Breaking down the $138 mln DeFi revival that no one saw coming
Key takeaways
DeFi is making a strong comeback, with TVL surging 57% since April to hit $138 billion; the highest in three years. This sector has been attracting Wall Street through the rapid rise of tokenized real-world assets.
After a long winter spell, DeFi is finally heating up again!
On the 18th of July, TVL in DeFi protocols hit a three-year high of $138 billion; a 57% surge since April. It’s not quite 2021 euphoria, but the momentum is hard to ignore.
With Ethereum [ETH] back in the driver’s seat, institutional money knocking, and sectors like liquid staking and restaking gaining serious ground, DeFi might just be readying itself for its next big move.
DeFi makes a comeback
The decentralized finance space is showing signs of a strong revival, with TVL hitting $138.5 billion recently; the highest level since May 2022, according to DeFiLlama.
That’s a 57% jump from the April low of $87 billion, indicative of a major sentiment shift across the market.
Institutional interest is also growing, retail users are trickling back, and Ethereum remains the undisputed king, commanding nearly 60% of the ecosystem.
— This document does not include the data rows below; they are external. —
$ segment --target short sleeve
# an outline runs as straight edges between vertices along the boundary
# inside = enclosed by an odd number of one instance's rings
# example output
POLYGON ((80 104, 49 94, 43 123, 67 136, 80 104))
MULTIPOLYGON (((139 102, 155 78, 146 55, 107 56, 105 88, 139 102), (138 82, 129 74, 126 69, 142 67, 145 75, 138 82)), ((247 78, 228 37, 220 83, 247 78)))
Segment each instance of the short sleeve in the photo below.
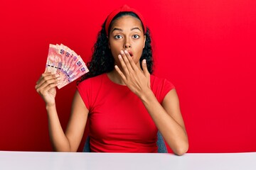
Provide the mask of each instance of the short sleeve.
POLYGON ((160 103, 161 103, 166 96, 166 94, 172 89, 175 89, 174 85, 169 81, 167 79, 163 80, 163 86, 161 89, 161 93, 160 95, 160 103))

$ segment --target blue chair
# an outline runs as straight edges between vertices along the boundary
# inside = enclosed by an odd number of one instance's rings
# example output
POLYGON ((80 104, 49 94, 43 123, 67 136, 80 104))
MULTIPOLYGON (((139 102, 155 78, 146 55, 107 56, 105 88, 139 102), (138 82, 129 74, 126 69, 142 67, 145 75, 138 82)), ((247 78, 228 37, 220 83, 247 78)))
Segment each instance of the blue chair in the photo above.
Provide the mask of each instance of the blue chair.
MULTIPOLYGON (((164 138, 159 131, 158 131, 158 132, 157 132, 156 145, 158 147, 157 150, 158 150, 159 153, 167 153, 168 152, 166 146, 164 141, 164 138)), ((82 149, 82 152, 90 152, 90 137, 89 136, 86 139, 85 144, 84 148, 82 149)))

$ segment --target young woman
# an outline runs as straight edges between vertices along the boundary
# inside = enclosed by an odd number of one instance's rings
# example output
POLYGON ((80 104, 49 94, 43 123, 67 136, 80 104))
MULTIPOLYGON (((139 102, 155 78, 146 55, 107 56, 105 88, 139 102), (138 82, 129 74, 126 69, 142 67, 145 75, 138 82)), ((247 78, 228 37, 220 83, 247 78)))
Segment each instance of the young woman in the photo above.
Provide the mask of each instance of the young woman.
POLYGON ((92 152, 157 152, 158 130, 175 154, 187 152, 176 91, 151 74, 150 33, 139 12, 124 6, 108 16, 89 70, 78 85, 65 132, 55 108, 59 77, 45 72, 36 83, 55 150, 76 152, 88 119, 92 152))

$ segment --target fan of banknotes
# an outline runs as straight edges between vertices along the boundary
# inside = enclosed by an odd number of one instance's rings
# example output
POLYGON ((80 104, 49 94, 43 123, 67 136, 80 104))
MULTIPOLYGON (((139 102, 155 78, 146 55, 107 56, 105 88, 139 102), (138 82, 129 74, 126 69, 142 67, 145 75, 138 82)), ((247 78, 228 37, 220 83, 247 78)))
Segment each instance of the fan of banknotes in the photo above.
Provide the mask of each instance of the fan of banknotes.
POLYGON ((60 75, 59 89, 89 72, 81 57, 62 44, 50 44, 46 69, 60 75))

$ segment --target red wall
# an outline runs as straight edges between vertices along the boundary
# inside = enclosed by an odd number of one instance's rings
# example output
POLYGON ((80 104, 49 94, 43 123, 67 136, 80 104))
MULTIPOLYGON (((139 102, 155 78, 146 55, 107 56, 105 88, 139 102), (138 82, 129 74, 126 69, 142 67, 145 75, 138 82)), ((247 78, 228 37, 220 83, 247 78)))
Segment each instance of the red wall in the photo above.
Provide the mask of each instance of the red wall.
MULTIPOLYGON (((44 102, 34 86, 49 43, 85 62, 107 15, 127 1, 1 3, 0 150, 50 151, 44 102)), ((155 74, 176 87, 188 152, 256 151, 256 1, 129 1, 154 43, 155 74)), ((65 128, 75 83, 58 91, 65 128)))

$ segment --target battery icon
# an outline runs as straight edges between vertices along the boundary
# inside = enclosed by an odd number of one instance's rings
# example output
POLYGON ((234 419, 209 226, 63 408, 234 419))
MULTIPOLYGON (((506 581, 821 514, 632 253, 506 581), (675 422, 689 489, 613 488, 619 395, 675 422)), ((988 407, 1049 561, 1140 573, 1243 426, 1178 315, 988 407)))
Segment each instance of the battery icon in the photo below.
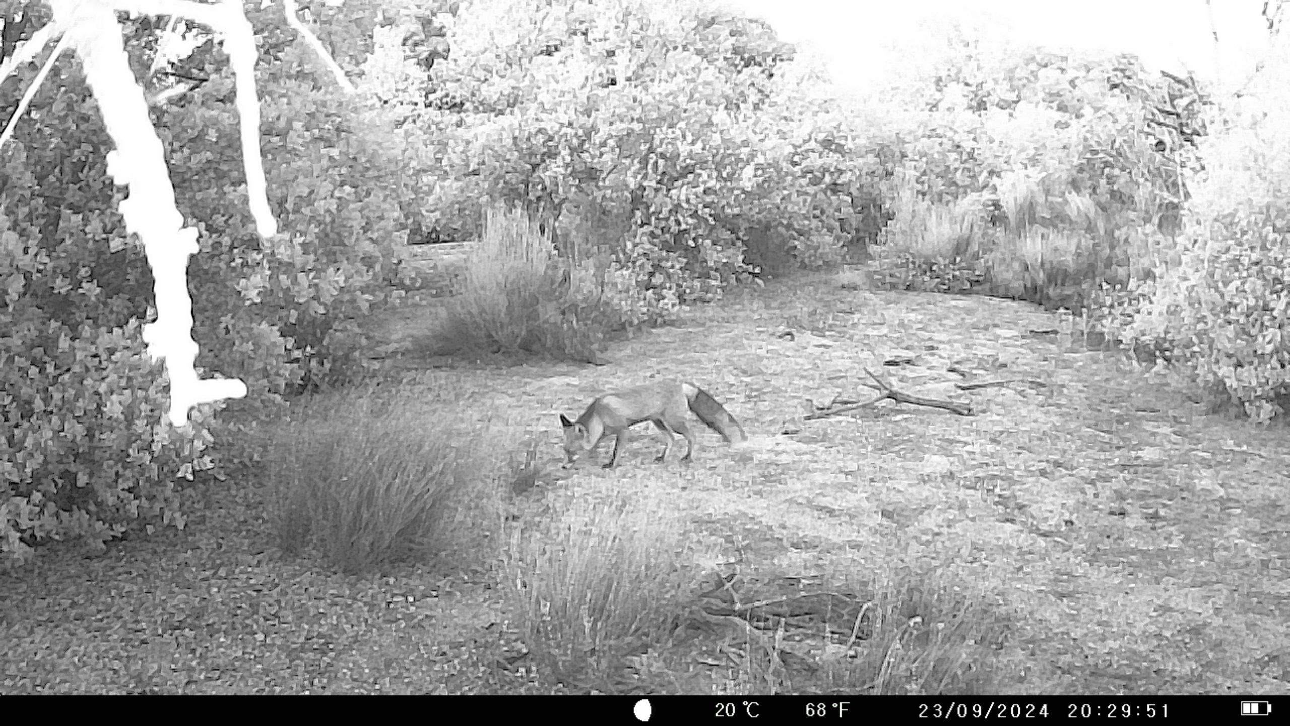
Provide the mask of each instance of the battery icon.
POLYGON ((1272 713, 1272 704, 1265 700, 1241 701, 1241 716, 1267 716, 1272 713))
While still 30% below its peak from almost 4 years ago, DeFi’s latest climb is certainly a greatly bullish sign.
A three-pronged growth
The revival isn’t broad; it’s being driven by three power sectors: lending, liquid staking, and the fast-growing restaking category.
Aave [AAVE], one of DeFi’s most trusted lending platforms, has now surpassed $50 billion in cumulative deposits, highlighting itself as core market infrastructure.
Meanwhile, Lido DAO [LDO] continues to dominate Ethereum liquid staking, locking in over $32 billion. Hot on its heels is EigenLayer, the restaking innovator capturing attention with nearly $17 billion in TVL.
Together, these three protocols alone account for almost $50 billion — over a third of DeFi’s total locked value.